The error shown above has prevented Terraform from writing the updated state
to the configured backend. To allow for recovery, the state has been written
to the file "errored.tfstate" in the current working directory.
Running "terraform apply" again at this point will create a forked state,
making it harder to recover.
To retry writing this state, use the following command:
terraform state push errored.tfstate
When I edited errored.tfstate and reduced it to less than 512kB, the state push worked. (Although I had to manage some resources manually after that.)
Activity
slackpad commentedon Aug 3, 2017
Hi @greg-szabo this limit is currently hard coded. We've generally tried to avoid making this configurable to discourage abusive use cases of Consul holding huge amounts of data, and there are some practical limits to how large it can go and still have the servers meet the Raft timing requirements if they are shuttling large chunks of data around.
Terraform could probably chunk its updates to work around this, though I think there's a way to configure it to gzip the state which is probably a practical workaround for most deployments since the data is so compressible - hashicorp/terraform#8748. Will that work for your use case?
greg-szabo commentedon Aug 30, 2017
Hi @slackpad,
Thanks for getting back to me and sorry for the silence. (Vacation and whatnot.)
GZip would be an interesting workaround, I'm sure you could get a few times bigger configuration out of it. Thanks for suggesting it, I'll check it out next time I run across this problem.
I had to come up with some quick workarounds and eventually (since locking was a requirement) I implemented the Amazon S3 + DynamoDB solution to store my Terraform configuration. It works fine (especially since a few bugfixes in Terraform were implemented) so I got rid of the consul infrastructure for now.

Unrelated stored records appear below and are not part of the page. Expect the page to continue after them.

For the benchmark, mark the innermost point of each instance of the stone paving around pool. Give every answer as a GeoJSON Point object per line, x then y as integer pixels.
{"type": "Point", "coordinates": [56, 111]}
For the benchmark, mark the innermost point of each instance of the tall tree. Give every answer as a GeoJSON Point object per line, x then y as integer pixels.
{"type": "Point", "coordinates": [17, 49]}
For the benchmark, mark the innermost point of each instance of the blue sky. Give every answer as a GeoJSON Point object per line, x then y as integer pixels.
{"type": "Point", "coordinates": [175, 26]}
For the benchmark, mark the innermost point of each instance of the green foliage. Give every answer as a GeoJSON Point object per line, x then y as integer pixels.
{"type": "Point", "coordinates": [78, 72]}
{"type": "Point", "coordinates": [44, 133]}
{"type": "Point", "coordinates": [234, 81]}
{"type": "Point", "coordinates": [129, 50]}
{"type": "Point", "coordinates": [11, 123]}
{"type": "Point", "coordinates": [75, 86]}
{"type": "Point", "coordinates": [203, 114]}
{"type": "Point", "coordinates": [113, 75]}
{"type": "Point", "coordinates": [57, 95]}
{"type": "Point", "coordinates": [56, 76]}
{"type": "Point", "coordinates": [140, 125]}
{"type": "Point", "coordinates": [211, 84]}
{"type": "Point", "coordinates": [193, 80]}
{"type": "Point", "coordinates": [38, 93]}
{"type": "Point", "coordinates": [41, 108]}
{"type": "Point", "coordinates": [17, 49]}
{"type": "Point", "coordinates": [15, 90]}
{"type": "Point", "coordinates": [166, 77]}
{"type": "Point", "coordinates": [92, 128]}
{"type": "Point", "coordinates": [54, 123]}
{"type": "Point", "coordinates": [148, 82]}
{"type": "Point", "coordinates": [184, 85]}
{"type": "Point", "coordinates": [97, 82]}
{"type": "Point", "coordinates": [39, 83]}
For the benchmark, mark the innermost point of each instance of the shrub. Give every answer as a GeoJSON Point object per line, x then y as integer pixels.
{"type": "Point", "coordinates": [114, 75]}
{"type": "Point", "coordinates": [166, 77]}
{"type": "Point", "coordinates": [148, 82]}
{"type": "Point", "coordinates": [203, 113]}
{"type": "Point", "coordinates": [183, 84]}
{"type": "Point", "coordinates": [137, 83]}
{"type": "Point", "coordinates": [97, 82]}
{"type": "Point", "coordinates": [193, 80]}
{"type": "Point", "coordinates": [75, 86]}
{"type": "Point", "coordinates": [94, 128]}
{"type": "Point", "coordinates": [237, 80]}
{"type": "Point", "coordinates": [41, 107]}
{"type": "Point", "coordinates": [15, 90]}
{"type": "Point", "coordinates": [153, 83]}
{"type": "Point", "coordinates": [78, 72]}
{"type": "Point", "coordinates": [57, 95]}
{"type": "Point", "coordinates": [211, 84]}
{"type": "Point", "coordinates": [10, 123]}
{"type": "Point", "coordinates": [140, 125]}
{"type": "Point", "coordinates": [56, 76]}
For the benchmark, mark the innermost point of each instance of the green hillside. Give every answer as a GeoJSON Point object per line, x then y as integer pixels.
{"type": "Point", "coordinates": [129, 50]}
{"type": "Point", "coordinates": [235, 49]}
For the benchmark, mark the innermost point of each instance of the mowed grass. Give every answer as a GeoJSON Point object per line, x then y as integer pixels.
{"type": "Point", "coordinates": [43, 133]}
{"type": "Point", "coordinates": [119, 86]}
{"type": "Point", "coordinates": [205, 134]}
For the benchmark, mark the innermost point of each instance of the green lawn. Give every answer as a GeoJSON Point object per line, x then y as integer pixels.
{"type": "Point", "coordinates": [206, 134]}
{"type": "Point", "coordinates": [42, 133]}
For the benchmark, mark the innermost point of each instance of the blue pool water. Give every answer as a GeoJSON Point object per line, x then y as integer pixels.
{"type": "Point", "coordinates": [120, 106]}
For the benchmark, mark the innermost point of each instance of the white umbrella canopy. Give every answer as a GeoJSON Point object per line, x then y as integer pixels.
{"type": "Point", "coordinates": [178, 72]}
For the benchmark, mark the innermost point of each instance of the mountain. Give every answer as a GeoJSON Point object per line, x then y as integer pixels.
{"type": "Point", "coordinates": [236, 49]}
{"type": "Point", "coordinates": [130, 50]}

To be honest, an arbitrary hardcoded value is kind of a red flag for me in any case. I understand that it's a quick way to safeguard any implementation but in any DevOps solution, it can put the wrench in the gears without any apparent reason. Since Terraform's output is fed directly to Consul, I don't even have a way to safeguard against it. The way it's dependent on the size of the file and not the content makes it vulnerable in an unexpected way. If Terraform fails I have to find out if it failed because the network was not consistent, I ran out of credits on the cloud or an arbitrary value within the tool was reached.
I still think that both Terraform and Consul are amazing tools but in my specific use-case, I have to apply workarounds or other solutions. I hope that in the future Consul can get rid of this limitation or maybe Terraform can zip its configuration by default when used in conjunction with Consul.
slackpad commentedon Oct 18, 2017
@greg-szabo thanks for the follow up explanation - we will keep this in mind!
OlivierCuyp commentedon Sep 19, 2018
@slackpad I'm using Consul as a config storage for traefik. Traefik store all Let's Encrypt certificates under the same key. So with the limit 512Kb I can only store about 100 certificates.
I would feel way more confortable with a limit of 1000 certificates so a limit of 5M.
Here is the traefik details: https://docs.traefik.io/configuration/acme/#__code_14
camilb commentedon Sep 28, 2018
@OlivierCuyp I had to fork Consul and build it myself in order to increase this limit to 100MB (just to be safe) and it works good for now. Currently storing ~1400 certificates and didn't see any performance issue in Consul. Still not sure how traefik can handle this amount of certificates
OlivierCuyp commentedon Sep 29, 2018
@camilb thanks for your feedback but I rather have to change a config than rebuild Consul.
I was hoping to get some reaction from the Consul team on this.
camilb commentedon Sep 29, 2018
@OlivierCuyp Just a quick note: even if Consul will support this feature, Traefik becomes quite unstable at ~400 certificates. It consumes a lot of CPU and sometimes it just hangs and you have to restart it to be able to request new certificates. Consul only shows a warning
[WARN] consul: Attempting to apply large raft entry (4659230 bytes)but works pretty good. Traefik has this problem with other backends too.mantzas commentedon May 20, 2019
We actually have a configuration that is bigger as 512kb. Any way to get the option implemented?
hprasad068 commentedon Jul 20, 2019
Even the gzip on terraform doesn't suffice as some time we do reach the limit with zip as well. I currently do not have s3 and that sort of pushes me away to look for other option. Any chance of a config change to customize the size in the future or have we decided to keep it this way..?